Something really exciting and largely unnoticed is going on in the Spark ecosystem. As data scientists and engineers learn Spark, they’re actually all implicitly learning a much older, more general topic: typed functional programming. While Spark itself was built on an accumulation of powerful computer science concepts from functional programming and other areas, developers are often encountering these ideas in the context of Spark for the first time. It turns out that Spark makes an excellent platform for learning concepts like immutability, higher order and anonymous functions, laziness, and monadic operators.
This talk will discuss how Spark can be used as teaching tool, to build skills in areas like typed functional programming. We’ll explore a skill-building curriculum that can be used with a data scientist or engineer who only has experience in imperative, dynamically-typed languages like Python.

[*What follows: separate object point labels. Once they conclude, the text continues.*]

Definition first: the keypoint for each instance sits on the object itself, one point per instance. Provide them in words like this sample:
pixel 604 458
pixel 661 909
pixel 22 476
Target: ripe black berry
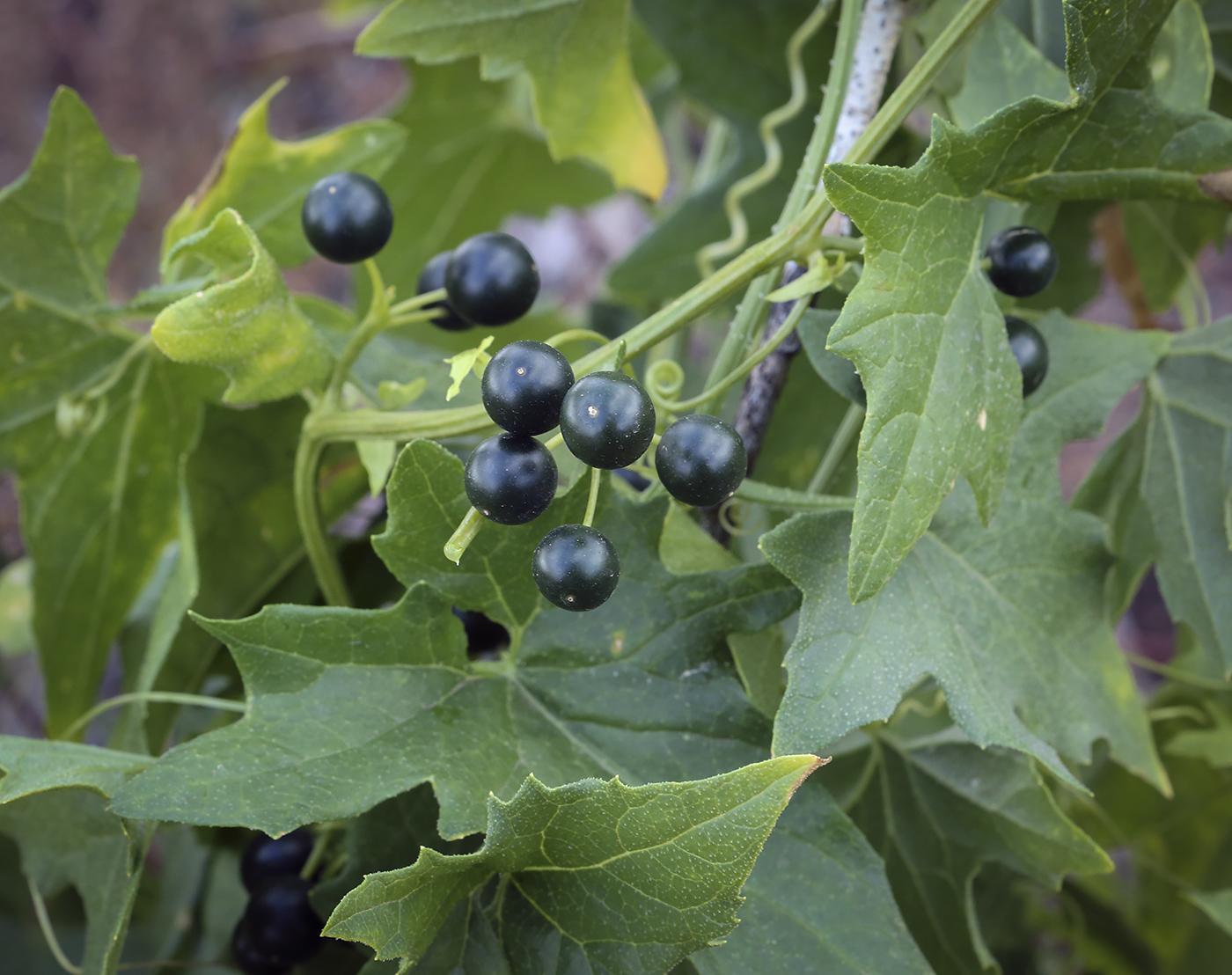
pixel 433 277
pixel 607 421
pixel 265 860
pixel 347 217
pixel 250 959
pixel 492 279
pixel 280 922
pixel 510 479
pixel 524 387
pixel 701 460
pixel 1023 261
pixel 576 568
pixel 1030 350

This curriculum introduces the core concepts of functional programming and type theory, while providing learners the opportunity to immediately apply their skills at massive scale, using the power of Spark’s painless scalability and resilience.
Based on the experience of building machine learning teams at x.ai and other data-centric startups, this curriculum is the foundation of building poly-skilled, highly autonomous team members who can build scalable intelligent systems. We’ll work from foundational concepts of Scala and functional programming towards a fully implemented machine learning pipeline, all using Spark and MLlib. Unique new features of Spark like Datasets and Structured Streaming will be particularly useful in this effort. Using this approach, teams can help members in all roles learn how to use sophisticated programming techniques that ensure correctness at scale. With these skills in their toolbox, data scientists and engineers often find that building powerful machine learning systems is intuitive, easy, and even fun.